En conséquence, et au regard de l'article L.241-1 du code de la consommation, les dispositions de l'article 12 des conditions générales de location Sixt relatives aux « modalités d'évaluation et d'indemnisation » doivent être réputés non écrites comme étant abusives.

Ce faisant, le rapport d'expertise non contradictoire produit aux débats (pièce n°7 intimée) et contesté par l'appelant, en l'absence d'autres éléments de preuve le corroborant, ne peut suffire à établir la réalité du montant des réparations imputées au sinistre survenu pendant l'exécution du contrat de location litigieux.

Au regard des éléments de l'espèce, et notamment du fait non contesté que M. X. s'est arrêté immédiatement après avoir constaté la panne et a prévenu la société Sixt qui a fait remorquer le véhicule, il apparaît que les dommages sont nécessairement limités et que la somme sollicitée par la SAS Sixt ne peut être retenue malgré l'existence non contestée d'un préjudice matériel lié à une erreur de carburant. Le préjudice de la SAS Sixt sera, en conséquences, réparé par l'allocation d'une somme de 2.500 euros par voie de réformation de la somme allouée en premier ressort.

 

Sur les dépens et frais irrépétibles :

Le jugement entrepris sera confirmé en ce qui concerne les dépens de première instance laissés à la charge de M. X., le préjudice de la SAS Sixt n'étant réparé qu'à la suite de la procédure judiciaire qu'elle a été contrainte d'initier pour faire valoir ses droits.

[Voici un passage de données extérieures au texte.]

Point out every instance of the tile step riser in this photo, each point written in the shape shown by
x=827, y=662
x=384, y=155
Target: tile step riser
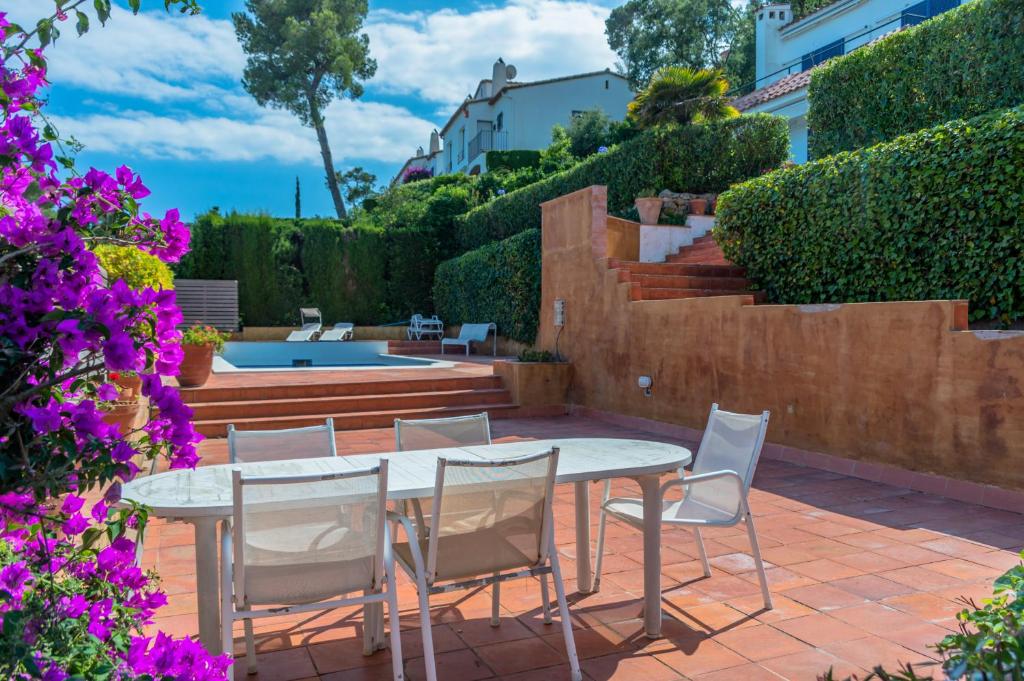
x=377, y=420
x=314, y=390
x=331, y=406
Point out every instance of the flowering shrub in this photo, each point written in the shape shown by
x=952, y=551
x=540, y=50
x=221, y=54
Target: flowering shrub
x=203, y=335
x=72, y=601
x=415, y=173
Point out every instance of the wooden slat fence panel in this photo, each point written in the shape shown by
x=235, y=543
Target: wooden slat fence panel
x=213, y=302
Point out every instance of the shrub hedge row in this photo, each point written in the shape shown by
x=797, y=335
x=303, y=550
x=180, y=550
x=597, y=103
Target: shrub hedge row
x=700, y=158
x=964, y=62
x=500, y=283
x=936, y=214
x=360, y=273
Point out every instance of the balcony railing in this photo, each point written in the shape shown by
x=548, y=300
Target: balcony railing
x=487, y=140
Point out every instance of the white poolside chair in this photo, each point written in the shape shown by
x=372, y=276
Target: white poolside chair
x=715, y=496
x=310, y=322
x=291, y=547
x=342, y=331
x=420, y=326
x=491, y=521
x=472, y=333
x=308, y=442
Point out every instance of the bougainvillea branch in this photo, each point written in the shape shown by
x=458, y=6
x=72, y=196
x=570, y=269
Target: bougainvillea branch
x=73, y=602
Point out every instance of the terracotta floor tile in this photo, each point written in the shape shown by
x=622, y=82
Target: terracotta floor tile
x=809, y=665
x=819, y=629
x=708, y=656
x=628, y=668
x=823, y=597
x=519, y=655
x=279, y=666
x=871, y=587
x=760, y=642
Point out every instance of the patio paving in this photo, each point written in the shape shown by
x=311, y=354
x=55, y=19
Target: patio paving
x=861, y=573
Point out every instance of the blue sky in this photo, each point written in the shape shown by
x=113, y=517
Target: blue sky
x=162, y=93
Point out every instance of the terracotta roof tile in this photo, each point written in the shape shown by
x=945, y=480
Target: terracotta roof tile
x=785, y=85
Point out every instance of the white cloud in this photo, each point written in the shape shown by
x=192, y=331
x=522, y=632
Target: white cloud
x=440, y=56
x=357, y=130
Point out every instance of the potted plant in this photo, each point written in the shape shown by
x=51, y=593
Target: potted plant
x=649, y=207
x=199, y=343
x=698, y=206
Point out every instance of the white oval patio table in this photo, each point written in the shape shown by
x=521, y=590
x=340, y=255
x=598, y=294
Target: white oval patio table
x=203, y=498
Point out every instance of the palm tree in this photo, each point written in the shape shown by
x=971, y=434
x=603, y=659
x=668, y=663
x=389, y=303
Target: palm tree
x=678, y=94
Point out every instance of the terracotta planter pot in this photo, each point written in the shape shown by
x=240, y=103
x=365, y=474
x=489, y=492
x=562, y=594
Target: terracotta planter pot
x=649, y=209
x=130, y=386
x=196, y=366
x=123, y=415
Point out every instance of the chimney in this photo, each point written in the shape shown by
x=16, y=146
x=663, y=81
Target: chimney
x=498, y=78
x=770, y=18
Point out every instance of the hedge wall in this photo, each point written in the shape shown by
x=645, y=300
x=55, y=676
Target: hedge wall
x=500, y=283
x=964, y=62
x=359, y=273
x=697, y=158
x=936, y=214
x=512, y=160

Toutefois, au regard de la réformation en appel de la somme allouée à la SAS Sixt, substantiellement diminuée, les dépens d'appel seront laissés à la charge de la SAS Sixt en application de l'article 696 du code de procédure civile.

Au regard de l'équité, il n'y a pas lieu de condamner l'une des parties à assumer la charge des frais irrépétibles exposés par l'autre. Les dispositions du jugement relatives à ces frais seront donc infirmées et les parties déboutées de leurs demandes à ce titre.

 

DISPOSITIF (décision proprement dite)                             (N.B. : mention ne figurant pas sur l’original)

PAR CES MOTIFS :

La cour, statuant par arrêt contradictoire et par mise à disposition au greffe,

DIT que l'article 12 des conditions générales de location la SAS Sixt est une clause abusive dont les dispositions sont réputées non écrites,

CONFIRME le jugement entrepris en toutes ses dispositions sauf en ce qu'il a condamné M. X. à payer à la SAS Sixt les sommes de 12.713,66 euros outre les intérêts au taux légal à compter du 11 décembre 2017 et 1.500 euros sur le fondement des dispositions de l'article 700 du code de procédure civile,

INFIRME les dites dispositions,

Statuant de nouveau et y ajoutant,

CONDAMNE M. X. à payer à la SAS Sixt la somme de 2.500 euros avec intérêts au taux légal à compter du 11 décembre 2017,

DÉBOUTE la SAS Sixt et M. X. de leurs demandes au titre de l'article 700 du code de procédure civile,

CONDAMNE la SAS Sixt aux dépens d'appel, lesquels seront recouvrés selon les dispositions afférentes à l'aide juridictionnelle.